Voice Properties
Each Audio Description event exposes two voice-related properties that directly affect how the rendered audio sounds: Rate and Voice Style. Understanding how they interact allows you to fine-tune the delivery of each narration line so that it fits naturally within its timing window and matches the tone of the content being described.
Rate​
Rate controls the speaking speed of the synthetic voice for a given event, expressed as a percentage relative to the voice's default tempo. A value of 100% represents the voice's natural speaking pace. Increasing the rate above 100% makes the voice speak faster, while lowering it below 100% slows the delivery down.
Rate becomes particularly important when the rendered audio is longer than the available event window. After the initial render, if a red error indicator appears on an event it means the audio does not fit. Rather than always extending the out-time, you can try increasing the rate modestly — often a few percentage points is enough to bring a slightly overlong line into budget without making it sound rushed.

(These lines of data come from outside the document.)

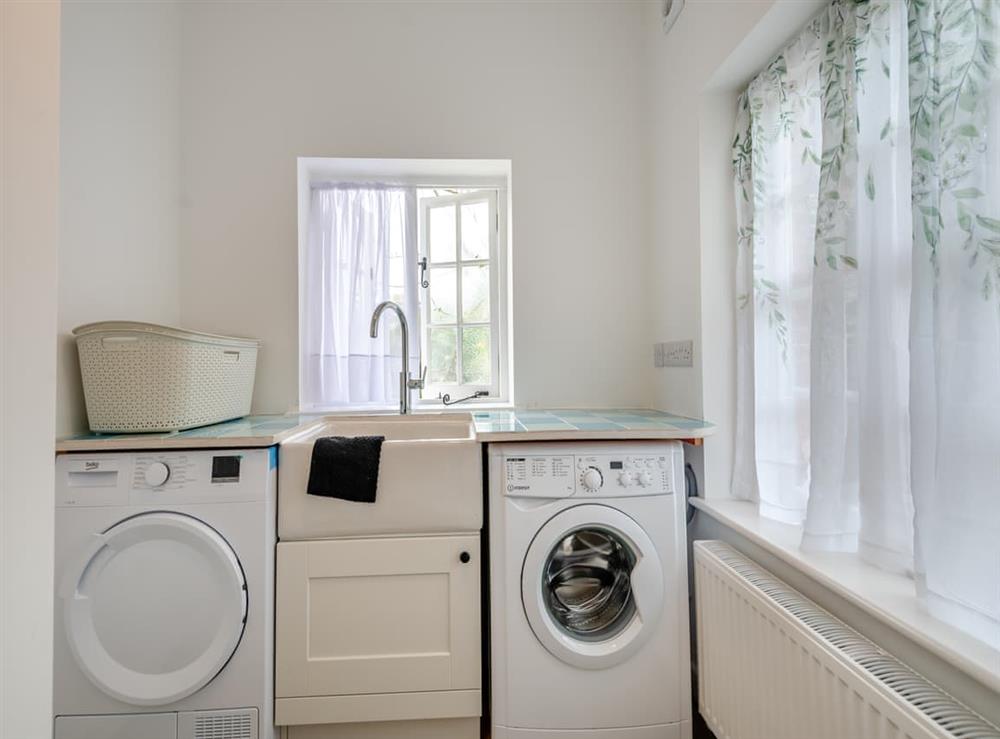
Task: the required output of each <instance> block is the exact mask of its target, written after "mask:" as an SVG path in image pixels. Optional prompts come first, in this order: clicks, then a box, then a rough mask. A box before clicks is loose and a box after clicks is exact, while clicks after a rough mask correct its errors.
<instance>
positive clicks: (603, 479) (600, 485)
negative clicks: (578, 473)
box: [580, 467, 604, 493]
mask: <svg viewBox="0 0 1000 739" xmlns="http://www.w3.org/2000/svg"><path fill="white" fill-rule="evenodd" d="M580 482H581V483H582V484H583V489H584V490H586V491H588V492H591V493H592V492H594V491H595V490H600V489H601V486H602V485H604V475H602V474H601V471H600V470H599V469H597V468H596V467H588V468H587V469H585V470H584V471H583V474H582V475H580Z"/></svg>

Conversely, if a window is unusually long relative to the length of the description, reducing the rate slightly can improve naturalness and prevent the narration from trailing off into an awkward silence.
The rate slider is located within the event card in the Event List. It applies only to the specific event where it is set, allowing different events within the same group to have independent speaking speeds. After adjusting the rate, click the force-render button on the event to regenerate the audio at the new speed.
Automatic Rate​
For text-to-speech voices, each AD event also includes an automatic rate button shown with a speedometer icon. Use this when you want Closed Caption Creator to calculate a speaking rate that fits the rendered narration inside the event's current start and end time.

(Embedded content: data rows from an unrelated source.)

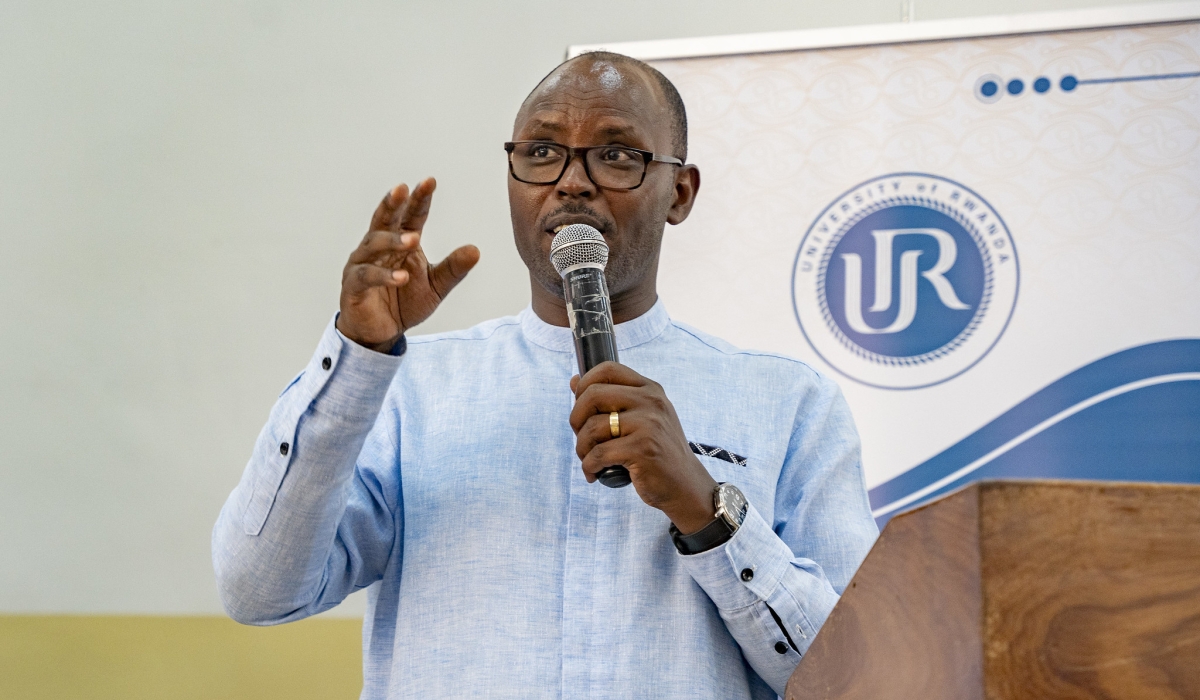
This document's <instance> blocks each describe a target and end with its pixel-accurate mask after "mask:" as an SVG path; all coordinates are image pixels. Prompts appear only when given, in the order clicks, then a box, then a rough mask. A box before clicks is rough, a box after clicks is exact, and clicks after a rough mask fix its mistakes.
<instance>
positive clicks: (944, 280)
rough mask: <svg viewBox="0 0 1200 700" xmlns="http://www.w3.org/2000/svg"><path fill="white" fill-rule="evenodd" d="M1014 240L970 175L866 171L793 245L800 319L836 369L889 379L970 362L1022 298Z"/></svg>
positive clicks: (876, 379)
mask: <svg viewBox="0 0 1200 700" xmlns="http://www.w3.org/2000/svg"><path fill="white" fill-rule="evenodd" d="M1018 282H1019V273H1018V262H1016V251H1015V249H1014V246H1013V240H1012V237H1010V234H1009V232H1008V228H1007V227H1006V226H1004V222H1003V220H1002V219H1001V217H1000V215H998V214H997V213H996V211H995V210H994V209H992V208H991V207H990V205H989V204H988V202H985V201H984V199H983V198H982V197H979V196H978V195H977V193H976V192H973V191H971V190H970V189H967V187H966V186H964V185H961V184H959V183H955V181H953V180H948V179H946V178H941V177H938V175H929V174H922V173H898V174H892V175H883V177H880V178H875V179H872V180H868V181H866V183H863V184H862V185H858V186H857V187H854V189H852V190H850V191H848V192H846V193H845V195H842V196H841V197H839V198H838V201H835V202H834V203H833V204H830V205H829V207H827V208H826V209H824V210H823V211H822V213H821V214H820V215H818V216H817V217H816V220H815V221H814V222H812V226H810V227H809V231H808V232H806V233H805V235H804V240H803V241H802V244H800V250H799V251H798V252H797V257H796V265H794V270H793V303H794V305H796V315H797V319H798V321H799V324H800V329H802V331H803V333H804V335H805V337H806V339H808V340H809V342H810V343H811V345H812V348H814V349H815V351H816V352H817V353H818V354H820V355H821V357H822V359H824V360H826V361H827V363H829V364H830V365H832V366H833V367H834V369H836V370H838V371H840V372H842V373H844V375H846V376H848V377H851V378H853V379H857V381H859V382H863V383H866V384H871V385H875V387H882V388H890V389H913V388H919V387H928V385H931V384H936V383H938V382H943V381H946V379H948V378H950V377H954V376H956V375H959V373H961V372H964V371H966V369H968V367H970V366H972V365H973V364H974V363H977V361H978V360H979V359H982V358H983V355H984V354H986V353H988V351H989V349H990V348H991V347H992V346H994V345H995V342H996V341H997V340H998V339H1000V335H1001V334H1002V333H1003V330H1004V327H1006V325H1007V323H1008V318H1009V317H1010V315H1012V311H1013V309H1014V306H1015V303H1016V291H1018Z"/></svg>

Automatic Rate is available when the event has a supported TTS voice, valid timing, and description text. It is not used for manual recordings. If the event has not been rendered yet, Closed Caption Creator renders it first, compares the audio duration with the event duration, adjusts the event's rate, and renders again. The process may retry up to two times and stops when the rendered audio is within about half a second of the event window or when the provider's rate limit is reached.

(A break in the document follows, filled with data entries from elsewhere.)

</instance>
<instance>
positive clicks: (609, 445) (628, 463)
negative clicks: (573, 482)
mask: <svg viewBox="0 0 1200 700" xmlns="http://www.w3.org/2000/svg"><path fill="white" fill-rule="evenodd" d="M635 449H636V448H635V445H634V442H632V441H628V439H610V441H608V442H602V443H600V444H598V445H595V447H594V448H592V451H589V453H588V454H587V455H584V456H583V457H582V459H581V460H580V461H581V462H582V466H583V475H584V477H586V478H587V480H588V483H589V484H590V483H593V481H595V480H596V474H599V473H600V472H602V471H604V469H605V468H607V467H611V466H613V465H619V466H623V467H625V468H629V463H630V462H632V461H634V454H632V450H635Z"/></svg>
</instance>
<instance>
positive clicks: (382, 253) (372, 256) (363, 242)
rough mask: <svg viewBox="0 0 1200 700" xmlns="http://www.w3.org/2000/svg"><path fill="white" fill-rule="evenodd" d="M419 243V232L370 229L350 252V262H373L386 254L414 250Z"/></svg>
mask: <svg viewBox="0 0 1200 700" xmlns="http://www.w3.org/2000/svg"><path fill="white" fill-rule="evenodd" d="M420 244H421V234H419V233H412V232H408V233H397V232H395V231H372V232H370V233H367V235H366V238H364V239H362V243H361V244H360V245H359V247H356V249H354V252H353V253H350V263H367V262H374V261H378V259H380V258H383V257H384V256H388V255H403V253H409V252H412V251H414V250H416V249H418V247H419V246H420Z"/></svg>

Provider limits are respected automatically. ElevenLabs voices are limited to 0.7x–1.2x, Deepgram voices are limited to 0.5x–1.5x for automatic rate, and other providers are limited to 0.5x–3x. The operation is recorded in the undo history so you can revert it if the result does not fit the creative intent.
Voice Style​
Voice Style is an expressive modifier available on supported Microsoft Azure Neural voices. Where a standard synthetic voice delivers text in a neutral, consistent tone, a voice style shapes how the narration is performed — options vary by voice but typically include styles such as cheerful, empathetic, newscast, or documentary. Not all Microsoft voices support every style, and Amazon and Google voices do not currently support styles.
In the Virtual Voice Manager, available styles are shown as tags beneath the voice name. Once you have assigned a Microsoft voice to an event, the style options for that voice appear as a dropdown menu within the event editor, positioned above the notes field. Selecting a style does not immediately change the stored audio — the event must be re-rendered before the style takes effect. The render button flashes green after a style change to indicate that a new render is needed.
Because voice style is stored per-event, different events within the same AD group can use different styles. This can be useful when a project includes both a straightforward narration track and moments where a warmer or more dramatic delivery is more appropriate.